Но и здесь тоже было не все благополучно! По словам Грымова, непосредственно в Пятигорске требуемых им людей не было. Были какие-то ремесленные лавки, почти кустарные мастерские, но вот производство на них не начнешь! Да и в Ставрополе, даже подключив знакомых, штабс-капитан пока никого не нашел. Одни кандидаты в миллионщики качали головой, твердя, что свободных мощностей для начала производства нового изделия нет; другие — сомневались в целесообразности их задумок, кивая на волю начальства: «вот если будет решение лиц, облеченных властью — тогда другое дело!». Третьи… Третьи не имели капитала, чтобы начать неведомое.
«Прав был все-таки один местный, кавказский товарищ: «Кадры решают все!».
Однако был и плюс — для самого Плещеева лично. Грымов свел его с владельцем такой кустарной лавки и рукодельником по совместительству. Интересным для корнета сей человек был тем, что именно он изготовил латунные «жопки» всех мин. Как уж этот пожилой мещанин этого добился — Юрию было не особо интересно, но вот попробовать перезарядить все имеющиеся у него гильзы к пистолетам и карабину — почему нет?
— Ваш-бродь! Я-то не против, сделаю! Только вот в чем загвоздка — не все гильзы смогу переоснастить: отрывает часто сам картон от латунной головки, — объяснял мастер корнету.
— А что, сам изготовить эти гильзы и снова их запрессовать не сможешь?
Тот почесал затылок:
— Смогу. Только калибр-то — куда меньше, чем у энтих… мин. Сложности опять же…
— Так. Давай договоримся: переснарядишь сколько получится. Остальные — проверить на раздутие, и если какие в норме — тоже гильзы новые поставишь. И еще… Не надо снаряжать эти патроны пулями.
— А как? — удивился собеседник.
— Картечь!
По недолгому размышлению Плещеев решил, что пистолеты все равно далее двадцати-двадцати пяти метров использовать смысла нет никакого. За счет короткого гладкого ствола полет пули был вполне себе непредсказуем. А значит — что? Картечь! На таком расстоянии осыпь будет вполне приемлемой. На короткой дистанции шесть или восемь картечин все же предпочтительнее, чем пусть и гораздо большая, но — одна пуля. Карабин — то же самое. Ствол у него все-то сантиметров шестьдесят или семьдесят.
«Будет у меня лупара!».
— А какой диаметр картечи будем делать? — спросил мастер.

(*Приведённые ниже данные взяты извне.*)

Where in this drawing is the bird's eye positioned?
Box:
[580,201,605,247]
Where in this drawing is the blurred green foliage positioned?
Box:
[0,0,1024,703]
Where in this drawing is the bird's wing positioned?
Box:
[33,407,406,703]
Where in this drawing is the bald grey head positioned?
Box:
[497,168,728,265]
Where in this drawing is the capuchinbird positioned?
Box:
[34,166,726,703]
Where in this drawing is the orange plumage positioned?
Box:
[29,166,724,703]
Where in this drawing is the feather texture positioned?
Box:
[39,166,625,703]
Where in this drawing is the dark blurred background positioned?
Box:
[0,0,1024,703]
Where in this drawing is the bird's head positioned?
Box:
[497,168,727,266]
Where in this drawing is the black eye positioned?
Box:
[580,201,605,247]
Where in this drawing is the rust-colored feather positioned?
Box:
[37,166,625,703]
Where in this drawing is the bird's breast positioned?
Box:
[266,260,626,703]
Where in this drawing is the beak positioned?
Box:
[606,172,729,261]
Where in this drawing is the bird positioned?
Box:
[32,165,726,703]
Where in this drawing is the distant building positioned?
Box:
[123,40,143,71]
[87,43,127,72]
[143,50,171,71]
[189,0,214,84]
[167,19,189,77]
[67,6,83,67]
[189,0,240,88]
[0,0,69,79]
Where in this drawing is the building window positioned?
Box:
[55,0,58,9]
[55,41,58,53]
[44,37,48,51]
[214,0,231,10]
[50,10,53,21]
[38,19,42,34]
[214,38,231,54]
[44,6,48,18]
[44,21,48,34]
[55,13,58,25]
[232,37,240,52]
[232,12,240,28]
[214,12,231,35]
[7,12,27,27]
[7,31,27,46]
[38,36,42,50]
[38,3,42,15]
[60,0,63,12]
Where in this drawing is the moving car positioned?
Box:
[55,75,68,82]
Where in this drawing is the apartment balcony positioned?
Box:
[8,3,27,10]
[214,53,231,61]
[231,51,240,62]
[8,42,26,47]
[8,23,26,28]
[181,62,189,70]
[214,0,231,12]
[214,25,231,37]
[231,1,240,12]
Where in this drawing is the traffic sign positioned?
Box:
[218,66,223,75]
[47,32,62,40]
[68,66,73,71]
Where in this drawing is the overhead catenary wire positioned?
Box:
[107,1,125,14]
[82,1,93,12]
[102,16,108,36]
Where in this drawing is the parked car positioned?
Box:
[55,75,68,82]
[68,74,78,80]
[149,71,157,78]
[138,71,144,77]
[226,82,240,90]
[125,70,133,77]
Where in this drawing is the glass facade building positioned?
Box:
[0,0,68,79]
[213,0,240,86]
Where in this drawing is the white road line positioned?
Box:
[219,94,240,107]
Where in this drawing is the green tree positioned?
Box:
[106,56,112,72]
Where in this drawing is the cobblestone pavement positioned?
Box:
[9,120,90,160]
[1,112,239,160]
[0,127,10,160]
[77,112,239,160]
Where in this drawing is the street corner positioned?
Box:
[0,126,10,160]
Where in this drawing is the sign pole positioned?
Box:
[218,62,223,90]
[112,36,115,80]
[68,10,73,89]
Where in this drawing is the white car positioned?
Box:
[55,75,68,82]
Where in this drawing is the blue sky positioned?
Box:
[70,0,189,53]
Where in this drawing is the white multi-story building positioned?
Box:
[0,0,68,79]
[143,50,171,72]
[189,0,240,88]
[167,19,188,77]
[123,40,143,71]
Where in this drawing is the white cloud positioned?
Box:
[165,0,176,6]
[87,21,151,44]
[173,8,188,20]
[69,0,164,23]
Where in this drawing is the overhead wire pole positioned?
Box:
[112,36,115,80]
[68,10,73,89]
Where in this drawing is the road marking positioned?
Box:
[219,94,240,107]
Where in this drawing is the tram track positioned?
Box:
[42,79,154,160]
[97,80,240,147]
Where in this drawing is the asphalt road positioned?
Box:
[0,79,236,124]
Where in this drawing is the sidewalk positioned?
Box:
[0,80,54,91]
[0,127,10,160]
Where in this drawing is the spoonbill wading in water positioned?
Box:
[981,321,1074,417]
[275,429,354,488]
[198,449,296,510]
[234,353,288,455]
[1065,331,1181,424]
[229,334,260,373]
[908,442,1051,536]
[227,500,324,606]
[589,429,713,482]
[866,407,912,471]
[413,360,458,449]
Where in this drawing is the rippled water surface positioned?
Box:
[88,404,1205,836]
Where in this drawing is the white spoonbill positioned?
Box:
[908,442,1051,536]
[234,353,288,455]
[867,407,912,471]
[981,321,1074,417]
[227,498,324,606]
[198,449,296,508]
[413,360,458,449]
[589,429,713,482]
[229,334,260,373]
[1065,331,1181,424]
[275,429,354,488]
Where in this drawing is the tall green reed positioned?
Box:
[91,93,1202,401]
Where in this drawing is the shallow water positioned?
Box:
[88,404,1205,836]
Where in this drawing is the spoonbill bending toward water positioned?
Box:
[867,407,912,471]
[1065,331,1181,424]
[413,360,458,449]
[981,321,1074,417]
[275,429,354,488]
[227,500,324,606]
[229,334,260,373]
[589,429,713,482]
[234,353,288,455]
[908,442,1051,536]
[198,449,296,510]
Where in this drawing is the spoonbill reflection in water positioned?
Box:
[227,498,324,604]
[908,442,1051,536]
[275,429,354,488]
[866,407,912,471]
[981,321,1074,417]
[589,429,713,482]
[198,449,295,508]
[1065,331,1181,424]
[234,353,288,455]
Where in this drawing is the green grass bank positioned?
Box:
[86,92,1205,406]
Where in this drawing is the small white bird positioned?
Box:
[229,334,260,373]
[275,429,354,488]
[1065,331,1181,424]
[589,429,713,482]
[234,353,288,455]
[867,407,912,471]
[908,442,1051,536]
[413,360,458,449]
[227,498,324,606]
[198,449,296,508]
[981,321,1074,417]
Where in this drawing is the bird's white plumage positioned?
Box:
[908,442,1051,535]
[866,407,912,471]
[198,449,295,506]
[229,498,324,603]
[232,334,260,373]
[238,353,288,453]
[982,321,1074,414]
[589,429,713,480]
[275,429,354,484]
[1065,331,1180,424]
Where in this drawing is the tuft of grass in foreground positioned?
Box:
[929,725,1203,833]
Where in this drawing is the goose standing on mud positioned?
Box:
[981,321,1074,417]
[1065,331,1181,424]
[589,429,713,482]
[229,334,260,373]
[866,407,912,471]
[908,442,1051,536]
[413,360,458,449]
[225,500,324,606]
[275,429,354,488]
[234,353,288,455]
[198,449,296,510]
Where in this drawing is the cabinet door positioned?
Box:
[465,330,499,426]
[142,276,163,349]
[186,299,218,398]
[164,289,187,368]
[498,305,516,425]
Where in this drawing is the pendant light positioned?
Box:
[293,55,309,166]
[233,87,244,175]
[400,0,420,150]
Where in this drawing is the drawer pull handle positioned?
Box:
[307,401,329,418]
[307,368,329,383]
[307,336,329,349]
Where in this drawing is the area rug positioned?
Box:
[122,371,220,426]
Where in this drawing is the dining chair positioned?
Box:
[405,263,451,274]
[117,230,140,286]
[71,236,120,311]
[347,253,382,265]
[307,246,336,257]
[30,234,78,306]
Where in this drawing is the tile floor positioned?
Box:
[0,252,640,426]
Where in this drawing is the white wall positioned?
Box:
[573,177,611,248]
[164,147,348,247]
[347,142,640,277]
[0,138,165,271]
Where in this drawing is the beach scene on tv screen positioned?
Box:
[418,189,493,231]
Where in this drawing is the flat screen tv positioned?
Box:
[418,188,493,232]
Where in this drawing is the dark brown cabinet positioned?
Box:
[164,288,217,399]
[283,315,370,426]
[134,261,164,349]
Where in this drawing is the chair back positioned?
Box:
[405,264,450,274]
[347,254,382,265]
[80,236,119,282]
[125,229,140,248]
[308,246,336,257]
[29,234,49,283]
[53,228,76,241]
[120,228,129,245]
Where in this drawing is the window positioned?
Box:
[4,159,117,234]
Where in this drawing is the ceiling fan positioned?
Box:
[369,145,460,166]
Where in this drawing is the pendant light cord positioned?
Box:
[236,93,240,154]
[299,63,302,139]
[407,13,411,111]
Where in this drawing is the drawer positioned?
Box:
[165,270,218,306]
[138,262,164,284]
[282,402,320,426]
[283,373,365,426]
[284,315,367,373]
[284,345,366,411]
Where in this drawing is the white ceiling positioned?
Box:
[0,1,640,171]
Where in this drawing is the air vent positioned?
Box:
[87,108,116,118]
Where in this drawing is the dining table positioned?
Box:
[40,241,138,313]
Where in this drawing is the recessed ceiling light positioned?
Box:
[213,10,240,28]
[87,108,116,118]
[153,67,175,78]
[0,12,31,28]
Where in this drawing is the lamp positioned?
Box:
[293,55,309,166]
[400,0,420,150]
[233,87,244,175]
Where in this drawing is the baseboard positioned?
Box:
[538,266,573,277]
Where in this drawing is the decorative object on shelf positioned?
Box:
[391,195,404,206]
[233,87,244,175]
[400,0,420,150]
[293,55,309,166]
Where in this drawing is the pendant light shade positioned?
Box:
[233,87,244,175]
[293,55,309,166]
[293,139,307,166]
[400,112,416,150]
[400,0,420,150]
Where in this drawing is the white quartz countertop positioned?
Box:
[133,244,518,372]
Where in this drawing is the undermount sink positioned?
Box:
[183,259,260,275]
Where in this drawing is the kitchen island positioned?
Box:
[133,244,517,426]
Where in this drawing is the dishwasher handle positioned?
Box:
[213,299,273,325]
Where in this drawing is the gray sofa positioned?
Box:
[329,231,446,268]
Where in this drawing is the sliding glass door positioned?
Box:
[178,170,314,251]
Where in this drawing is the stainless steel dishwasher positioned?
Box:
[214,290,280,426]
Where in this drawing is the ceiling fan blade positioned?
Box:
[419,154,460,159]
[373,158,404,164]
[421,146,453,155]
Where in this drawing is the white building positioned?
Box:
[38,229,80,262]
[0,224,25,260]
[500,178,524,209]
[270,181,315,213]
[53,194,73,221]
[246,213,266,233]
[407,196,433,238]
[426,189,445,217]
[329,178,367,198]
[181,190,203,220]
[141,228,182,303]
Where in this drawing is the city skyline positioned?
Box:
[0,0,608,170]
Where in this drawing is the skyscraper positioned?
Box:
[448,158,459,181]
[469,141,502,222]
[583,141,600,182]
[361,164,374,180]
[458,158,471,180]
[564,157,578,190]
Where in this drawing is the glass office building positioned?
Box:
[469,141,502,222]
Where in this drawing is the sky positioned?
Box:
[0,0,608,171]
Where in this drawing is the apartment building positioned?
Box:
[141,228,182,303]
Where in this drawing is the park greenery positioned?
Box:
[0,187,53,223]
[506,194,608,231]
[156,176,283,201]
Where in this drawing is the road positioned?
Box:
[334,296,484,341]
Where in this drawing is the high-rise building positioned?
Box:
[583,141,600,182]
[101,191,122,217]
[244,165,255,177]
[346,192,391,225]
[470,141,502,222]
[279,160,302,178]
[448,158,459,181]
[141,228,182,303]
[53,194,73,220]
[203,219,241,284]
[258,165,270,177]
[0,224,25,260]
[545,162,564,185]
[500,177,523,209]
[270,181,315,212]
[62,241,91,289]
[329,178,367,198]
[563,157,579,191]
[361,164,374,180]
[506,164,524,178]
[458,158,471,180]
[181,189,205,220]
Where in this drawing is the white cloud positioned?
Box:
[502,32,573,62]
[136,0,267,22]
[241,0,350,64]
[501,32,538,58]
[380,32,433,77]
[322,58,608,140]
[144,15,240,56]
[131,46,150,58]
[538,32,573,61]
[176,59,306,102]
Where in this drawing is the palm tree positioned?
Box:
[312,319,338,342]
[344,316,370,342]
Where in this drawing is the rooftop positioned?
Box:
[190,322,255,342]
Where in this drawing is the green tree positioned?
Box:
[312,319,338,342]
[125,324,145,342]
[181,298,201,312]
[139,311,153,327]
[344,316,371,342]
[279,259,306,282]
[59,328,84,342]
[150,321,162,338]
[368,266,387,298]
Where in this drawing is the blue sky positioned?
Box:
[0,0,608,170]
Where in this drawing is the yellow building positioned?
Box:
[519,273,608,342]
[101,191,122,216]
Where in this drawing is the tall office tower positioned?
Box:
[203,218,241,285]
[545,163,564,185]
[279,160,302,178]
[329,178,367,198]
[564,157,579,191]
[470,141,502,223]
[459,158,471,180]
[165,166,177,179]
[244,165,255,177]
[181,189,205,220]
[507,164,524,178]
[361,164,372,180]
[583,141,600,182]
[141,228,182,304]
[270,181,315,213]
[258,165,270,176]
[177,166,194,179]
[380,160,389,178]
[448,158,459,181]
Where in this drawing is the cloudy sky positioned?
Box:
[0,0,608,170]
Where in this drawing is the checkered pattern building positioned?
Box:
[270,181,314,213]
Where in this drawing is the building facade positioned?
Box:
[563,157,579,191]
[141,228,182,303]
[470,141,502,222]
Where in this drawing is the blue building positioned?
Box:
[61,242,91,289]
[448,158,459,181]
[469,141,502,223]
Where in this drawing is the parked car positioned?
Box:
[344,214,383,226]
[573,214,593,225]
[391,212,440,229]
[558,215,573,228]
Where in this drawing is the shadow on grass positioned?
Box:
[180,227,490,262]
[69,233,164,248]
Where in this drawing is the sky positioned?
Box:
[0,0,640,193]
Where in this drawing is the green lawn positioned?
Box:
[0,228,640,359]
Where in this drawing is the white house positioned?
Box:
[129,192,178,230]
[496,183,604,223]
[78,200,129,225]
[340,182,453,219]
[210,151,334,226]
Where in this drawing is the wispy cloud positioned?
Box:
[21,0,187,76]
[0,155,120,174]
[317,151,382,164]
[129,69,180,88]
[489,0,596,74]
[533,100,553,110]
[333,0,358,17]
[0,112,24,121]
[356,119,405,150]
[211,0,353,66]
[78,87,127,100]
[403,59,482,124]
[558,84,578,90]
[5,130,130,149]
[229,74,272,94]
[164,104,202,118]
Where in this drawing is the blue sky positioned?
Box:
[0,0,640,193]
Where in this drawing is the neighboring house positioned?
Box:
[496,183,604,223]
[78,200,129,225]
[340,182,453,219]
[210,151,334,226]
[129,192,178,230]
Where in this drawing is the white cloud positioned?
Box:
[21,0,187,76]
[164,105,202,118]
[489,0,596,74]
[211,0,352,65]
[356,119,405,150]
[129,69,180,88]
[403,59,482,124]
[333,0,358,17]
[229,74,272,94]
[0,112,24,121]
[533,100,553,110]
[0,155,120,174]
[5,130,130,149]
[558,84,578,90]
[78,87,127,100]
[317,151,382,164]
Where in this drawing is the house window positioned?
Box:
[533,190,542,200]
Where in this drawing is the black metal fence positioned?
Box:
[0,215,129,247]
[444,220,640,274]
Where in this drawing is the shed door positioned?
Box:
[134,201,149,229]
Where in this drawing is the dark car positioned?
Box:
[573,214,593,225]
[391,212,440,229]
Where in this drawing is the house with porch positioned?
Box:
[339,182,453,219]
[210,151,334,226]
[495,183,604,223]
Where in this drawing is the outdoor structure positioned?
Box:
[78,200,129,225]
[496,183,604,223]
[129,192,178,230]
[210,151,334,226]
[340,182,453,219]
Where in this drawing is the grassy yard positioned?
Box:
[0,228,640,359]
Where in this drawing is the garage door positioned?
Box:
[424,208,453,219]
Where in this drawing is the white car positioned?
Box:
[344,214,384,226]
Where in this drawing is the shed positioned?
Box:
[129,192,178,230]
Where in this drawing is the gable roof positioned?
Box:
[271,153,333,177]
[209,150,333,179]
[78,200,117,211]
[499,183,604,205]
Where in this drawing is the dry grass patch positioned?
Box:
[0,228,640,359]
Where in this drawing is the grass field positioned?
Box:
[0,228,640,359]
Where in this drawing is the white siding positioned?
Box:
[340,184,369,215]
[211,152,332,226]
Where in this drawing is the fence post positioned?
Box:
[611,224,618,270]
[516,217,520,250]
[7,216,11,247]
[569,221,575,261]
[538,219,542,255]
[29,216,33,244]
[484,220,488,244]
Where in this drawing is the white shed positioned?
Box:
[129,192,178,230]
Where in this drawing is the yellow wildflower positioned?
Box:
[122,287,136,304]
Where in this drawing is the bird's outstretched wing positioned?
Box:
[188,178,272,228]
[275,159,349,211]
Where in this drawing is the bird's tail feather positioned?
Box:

«Миллиметров пять? Маловато. Пусть будет — восемь!».
— Делай на треть дюйма, в самый раз! Только обязательно проверь — чтобы и по диаметру, и по весу все были одинаковые. И круглые! Это — обязательно. Пулелейку сам сделаешь.
Рукодельник кивнул:
— Только уж с вас, ваше благородие, тогда пистоны без задержки.
— Закажу в Ставрополе! Думаю, через пару недель уже привезут, — согласился Юрий и подумал:
«Надо посидеть, покумекать, да заказать этому умельцу всю справу по перезарядке патронов. Только гильзы у него покупать!».
Он в детстве и юности неоднократно помогал отцу снаряжать патроны перед открытием охотничьего сезона. Плехов-старший вполне мог позволить себе покупать их в необходимом количестве, но этот процесс относил к некоей магии и непременно сам «священнодействовал» в предвкушении выезда на природу с друзьями и приятелями.
— Покупные патроны, Женька, это я тебе скажу — лотерея та еще! Ладно там — фабрики и заводы разные. Но ведь и от партии патронов тоже многое зависит. Бывает возьмешь уже привычные — а вот хрен там! Осыпь совсем другая. Не дело это! Это и промахи досадные, и подранки постоянные. А вот когда сам — не торопясь все тщательно отмеришь, аккуратно запыжуешь, да и капсюли пальчиками откатаешь, проверишь — нет ли сомнительных… Вот тогда — да, можешь быть уверен, что выстрел будет резким, хлестким, а не этаким… пуком!
Плехов помнил, какие были «причиндалы» у отца для переснаряжения патронов, и полагал, что для этого мастера изготовить их труда не составит.